Authors:Biel Tura Vecino, Adam Gabryś, Daniel Mątwicki, Andrzej Pomirski, Tom Iddon, Marius Cotescu, Jaime Lorenzo-Trueba

Recent works have shown that modelling raw waveform directly from text in an end-to-end (E2E) fashion produces more natural-sounding speech than traditional neural text-to-speech (TTS) systems based on a cascade or two-stage approach. However, current E2E state-of-the-art models are computationally complex and memory-consuming, making them unsuitable for real-time offline on-device applications in low-resource scenarios.

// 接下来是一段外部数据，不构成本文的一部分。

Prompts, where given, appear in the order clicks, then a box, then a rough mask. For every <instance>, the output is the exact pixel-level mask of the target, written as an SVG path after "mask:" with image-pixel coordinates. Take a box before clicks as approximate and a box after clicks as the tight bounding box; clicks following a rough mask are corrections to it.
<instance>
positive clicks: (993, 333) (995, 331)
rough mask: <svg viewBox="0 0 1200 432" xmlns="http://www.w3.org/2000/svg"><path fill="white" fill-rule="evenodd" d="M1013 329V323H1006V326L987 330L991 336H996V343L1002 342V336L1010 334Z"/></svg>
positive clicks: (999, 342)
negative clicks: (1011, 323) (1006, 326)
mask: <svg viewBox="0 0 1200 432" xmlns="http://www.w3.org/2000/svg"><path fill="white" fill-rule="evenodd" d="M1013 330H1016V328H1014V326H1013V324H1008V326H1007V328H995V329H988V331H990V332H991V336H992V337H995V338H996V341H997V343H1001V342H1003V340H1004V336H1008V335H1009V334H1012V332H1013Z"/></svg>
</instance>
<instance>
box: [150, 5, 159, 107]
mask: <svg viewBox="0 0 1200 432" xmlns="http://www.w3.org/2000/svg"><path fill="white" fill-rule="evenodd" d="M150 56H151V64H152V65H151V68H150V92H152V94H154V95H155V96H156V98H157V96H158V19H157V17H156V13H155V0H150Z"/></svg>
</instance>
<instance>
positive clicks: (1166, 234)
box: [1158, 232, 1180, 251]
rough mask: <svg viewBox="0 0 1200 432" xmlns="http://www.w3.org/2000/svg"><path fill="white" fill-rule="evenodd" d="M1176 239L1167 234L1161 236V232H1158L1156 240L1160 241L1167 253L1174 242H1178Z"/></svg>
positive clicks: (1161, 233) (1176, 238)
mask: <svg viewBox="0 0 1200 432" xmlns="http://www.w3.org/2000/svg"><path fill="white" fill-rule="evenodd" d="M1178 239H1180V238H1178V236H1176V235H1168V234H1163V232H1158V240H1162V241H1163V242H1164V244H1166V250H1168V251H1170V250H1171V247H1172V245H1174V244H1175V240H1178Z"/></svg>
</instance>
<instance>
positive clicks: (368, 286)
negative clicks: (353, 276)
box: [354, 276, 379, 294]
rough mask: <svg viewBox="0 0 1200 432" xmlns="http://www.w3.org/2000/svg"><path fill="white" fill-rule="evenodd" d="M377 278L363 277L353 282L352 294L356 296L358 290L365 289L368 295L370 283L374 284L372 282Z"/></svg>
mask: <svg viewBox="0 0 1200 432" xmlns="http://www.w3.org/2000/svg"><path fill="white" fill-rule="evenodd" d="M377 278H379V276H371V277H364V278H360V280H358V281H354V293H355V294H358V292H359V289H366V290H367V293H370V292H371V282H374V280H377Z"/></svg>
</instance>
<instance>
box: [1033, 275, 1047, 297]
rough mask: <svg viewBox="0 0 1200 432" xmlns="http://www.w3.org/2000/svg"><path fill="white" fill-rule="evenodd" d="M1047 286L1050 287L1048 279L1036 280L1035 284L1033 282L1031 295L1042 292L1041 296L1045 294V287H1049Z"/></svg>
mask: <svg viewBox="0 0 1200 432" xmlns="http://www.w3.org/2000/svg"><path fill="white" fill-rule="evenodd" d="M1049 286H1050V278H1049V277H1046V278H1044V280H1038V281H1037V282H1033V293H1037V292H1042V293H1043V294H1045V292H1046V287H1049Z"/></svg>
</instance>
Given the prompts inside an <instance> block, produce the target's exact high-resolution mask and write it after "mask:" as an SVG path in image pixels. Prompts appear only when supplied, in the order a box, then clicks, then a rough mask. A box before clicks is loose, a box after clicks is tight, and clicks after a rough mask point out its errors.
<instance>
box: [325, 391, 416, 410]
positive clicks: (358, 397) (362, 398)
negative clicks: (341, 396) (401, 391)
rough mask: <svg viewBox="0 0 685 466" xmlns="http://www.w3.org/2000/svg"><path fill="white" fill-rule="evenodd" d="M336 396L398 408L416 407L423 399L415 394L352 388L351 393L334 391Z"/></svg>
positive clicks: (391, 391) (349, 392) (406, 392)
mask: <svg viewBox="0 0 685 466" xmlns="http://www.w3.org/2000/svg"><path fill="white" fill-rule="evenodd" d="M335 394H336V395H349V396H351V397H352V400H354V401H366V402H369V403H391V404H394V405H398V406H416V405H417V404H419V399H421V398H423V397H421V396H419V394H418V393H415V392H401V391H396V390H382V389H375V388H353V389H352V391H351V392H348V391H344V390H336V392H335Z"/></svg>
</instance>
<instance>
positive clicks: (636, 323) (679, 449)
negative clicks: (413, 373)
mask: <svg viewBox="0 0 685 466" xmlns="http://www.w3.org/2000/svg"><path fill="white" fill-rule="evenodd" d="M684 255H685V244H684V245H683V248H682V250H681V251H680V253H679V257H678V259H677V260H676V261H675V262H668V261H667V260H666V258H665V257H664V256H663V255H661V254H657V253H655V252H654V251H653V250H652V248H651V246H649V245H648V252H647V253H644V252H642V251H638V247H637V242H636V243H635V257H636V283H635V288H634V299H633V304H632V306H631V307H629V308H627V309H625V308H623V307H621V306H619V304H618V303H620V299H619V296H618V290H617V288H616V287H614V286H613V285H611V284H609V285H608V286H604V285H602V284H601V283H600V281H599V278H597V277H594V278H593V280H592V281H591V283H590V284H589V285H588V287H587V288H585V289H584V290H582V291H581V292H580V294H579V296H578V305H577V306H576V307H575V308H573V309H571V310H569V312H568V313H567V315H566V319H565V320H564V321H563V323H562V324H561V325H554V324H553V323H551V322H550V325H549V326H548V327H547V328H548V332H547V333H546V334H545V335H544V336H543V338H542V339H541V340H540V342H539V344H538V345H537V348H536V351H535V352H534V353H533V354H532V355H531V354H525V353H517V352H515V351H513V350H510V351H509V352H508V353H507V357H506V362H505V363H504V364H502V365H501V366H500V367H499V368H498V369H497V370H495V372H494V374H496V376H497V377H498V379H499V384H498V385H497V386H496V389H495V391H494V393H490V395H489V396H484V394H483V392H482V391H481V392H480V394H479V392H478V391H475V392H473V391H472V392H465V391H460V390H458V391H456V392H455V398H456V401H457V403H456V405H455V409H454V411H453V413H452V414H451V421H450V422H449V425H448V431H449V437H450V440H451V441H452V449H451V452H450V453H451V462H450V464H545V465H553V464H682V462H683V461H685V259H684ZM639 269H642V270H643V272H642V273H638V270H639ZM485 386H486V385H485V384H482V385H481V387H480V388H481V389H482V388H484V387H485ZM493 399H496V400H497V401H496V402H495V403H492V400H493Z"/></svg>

To address this issue, we propose a Lightweight E2E-TTS (LE2E) model that generates high-quality speech requiring minimal computational resources. We evaluate the proposed model on the LJSpeech dataset and show that it achieves state-of-the-art performance while being up to $90%$ smaller in terms of model parameters and $10\times$ faster in real-time-factor. Furthermore, we demonstrate that the proposed E2E training paradigm achieves better quality compared to an equivalent architecture trained in a two-stage approach. Our results suggest that LE2E is a promising approach for developing real-time, high quality, low-resource TTS applications for on-device applications.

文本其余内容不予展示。